けれど、世話係達の冷たい対応と、呼ぶ必要すらまず無くて、いつの間にか使わなくなっていった。
それに、たいていの事は一神で出来るように凪国に居た時に周囲に躾けられていたから。
自分を見つめる女武官達の視線に気圧され、ヒキコさんはすごすごと室内に戻っていった。

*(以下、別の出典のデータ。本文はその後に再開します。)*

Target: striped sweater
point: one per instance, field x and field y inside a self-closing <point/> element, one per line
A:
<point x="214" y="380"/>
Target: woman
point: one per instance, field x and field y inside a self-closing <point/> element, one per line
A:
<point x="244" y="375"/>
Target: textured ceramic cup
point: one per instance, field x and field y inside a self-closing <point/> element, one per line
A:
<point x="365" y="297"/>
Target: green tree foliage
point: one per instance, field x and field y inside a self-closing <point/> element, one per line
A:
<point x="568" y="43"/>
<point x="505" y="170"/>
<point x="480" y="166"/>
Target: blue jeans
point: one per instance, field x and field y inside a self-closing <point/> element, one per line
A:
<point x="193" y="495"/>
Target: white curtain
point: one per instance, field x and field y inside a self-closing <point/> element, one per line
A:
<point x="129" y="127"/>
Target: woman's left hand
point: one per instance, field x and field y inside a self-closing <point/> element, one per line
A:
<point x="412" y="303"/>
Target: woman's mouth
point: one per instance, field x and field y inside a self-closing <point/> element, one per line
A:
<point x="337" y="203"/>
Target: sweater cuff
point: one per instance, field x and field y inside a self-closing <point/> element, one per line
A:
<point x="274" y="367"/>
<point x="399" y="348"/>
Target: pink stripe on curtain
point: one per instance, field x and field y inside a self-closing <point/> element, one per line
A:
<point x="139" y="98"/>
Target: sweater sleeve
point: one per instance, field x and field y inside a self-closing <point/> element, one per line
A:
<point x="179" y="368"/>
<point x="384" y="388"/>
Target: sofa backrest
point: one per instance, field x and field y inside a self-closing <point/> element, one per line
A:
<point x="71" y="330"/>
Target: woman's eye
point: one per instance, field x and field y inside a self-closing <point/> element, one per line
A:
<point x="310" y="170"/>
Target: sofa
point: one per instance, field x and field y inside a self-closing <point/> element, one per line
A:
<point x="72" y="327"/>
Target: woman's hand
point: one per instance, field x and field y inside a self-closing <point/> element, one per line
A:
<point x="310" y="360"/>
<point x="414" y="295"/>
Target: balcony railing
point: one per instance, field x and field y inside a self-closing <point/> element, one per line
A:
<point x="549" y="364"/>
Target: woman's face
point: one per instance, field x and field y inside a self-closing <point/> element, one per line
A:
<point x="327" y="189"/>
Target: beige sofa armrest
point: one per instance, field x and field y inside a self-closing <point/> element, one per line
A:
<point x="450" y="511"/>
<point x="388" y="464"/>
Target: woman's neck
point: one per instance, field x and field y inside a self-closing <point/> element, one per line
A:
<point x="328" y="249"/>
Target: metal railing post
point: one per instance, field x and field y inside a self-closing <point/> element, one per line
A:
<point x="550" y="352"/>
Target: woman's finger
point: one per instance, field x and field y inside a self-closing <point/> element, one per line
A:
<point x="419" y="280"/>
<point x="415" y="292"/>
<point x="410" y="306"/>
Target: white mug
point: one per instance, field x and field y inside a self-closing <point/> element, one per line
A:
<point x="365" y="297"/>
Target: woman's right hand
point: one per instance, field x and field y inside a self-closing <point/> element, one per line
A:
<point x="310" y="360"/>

とてもじゃないが、あの二神を押し退けて外に出る事なんて出来ない。
それこそ王都まで追い掛けられる。
そうなれば、王都どの仕事までバレてしまう。
「一体何がどうなってるの?」
昨日の明け方といい、今といい。
今まで、見張りなど立っていた事はなかったというのに。
「おかしい、おかしいよ……」
何かが確実に変わっている。
それも、何か良くない方向に。
けれどその流れを止める術などヒキコさんにはなかった。
あまりの無力さにヒキコさんは扉を背にして座り込んだ。
そのまま、膝に顔を埋める。
「……」
ゆっくりと顔を上げたヒキコさんは室内へと目をやった。
後宮の離れにある一画。
忘れられた様な場所にある王妃の部屋。
寝室と居間、その他にもう一つという三つの続き部屋からなるそこは、浴室や洗面所、トイレまで備え付けられている。
普通に生活するだけならば、足りないものは何もない。
食事は三食外から運ばれてくるし、必要なものはヒキコさんが求める前に届けられる。
全ては、ヒキコさんをこの場所から出さない為に。
一つ一つの部屋も広く、運動不足解消とも言うべき泉付きの中庭までついている。
ここから出る事なく暮らせる。
欲しいものは何でも手に入る。
それこそ、高貴な生まれの姫君ならば何の不満も無くここで暮らし続けられただろう。
でも、ヒキコさんは姫ではない。
ただの元庶民で、望んで此処に来たわけではない。
いや、望んだ――竜胆を助ける為に。
竜胆を守りたかったヒキコさんが我が身を売り飛ばした。
そんな元庶民のヒキコさんにとって、この鳥籠は驚くほど豪奢だった。
でも、どんなに豪華でも恵まれていても、ヒキコさんが望んだものではない。
外に出たい。
帰りたい。
帰りたい――。
部屋の外に、王宮の外に。
そうして、王都まで出た。
でもそこで終わり。
それ以上の自由はない。
そして今、王都にさえ行けなくなりかけている。
「なんで……」
少しずつ狭まっていく。
広げていった自由が、あっという間に奪われていく。
来なければ良いのに、泉王なんて。
夫とは名ばかり。
王妹の所にずっと居ればいいのに。
初潮のお祝い?
冗談ではない!
来ないで、来ないで、来ないで!!
ワタシの数少ない自由を奪わないでっ!!
ヒキコさんは涙をぬぐうと呼び鈴を探し出して鳴らす。
そして訪れた世話係達に昼食はいらないと告げる。
いつもならそれで済む筈だが、今日ばかりは食い下がる世話係達を強引に下がらせた。
「仕事に行こう」
これから先どうなるか分からない。
それでも、ヒキコさんがこの国で唯一自分の意思で選んだ仕事だけはきちんと行いたい。
もしこれで最後になるとしても、自分の手で終わらせたい。
中途半端になどしたくない。
それが、ヒキコさんのなけなしの矜持。
そうして、ヒキコさんは窓の外まで彷徨く警備の隙を突き、王宮の外へと向かって走り出した。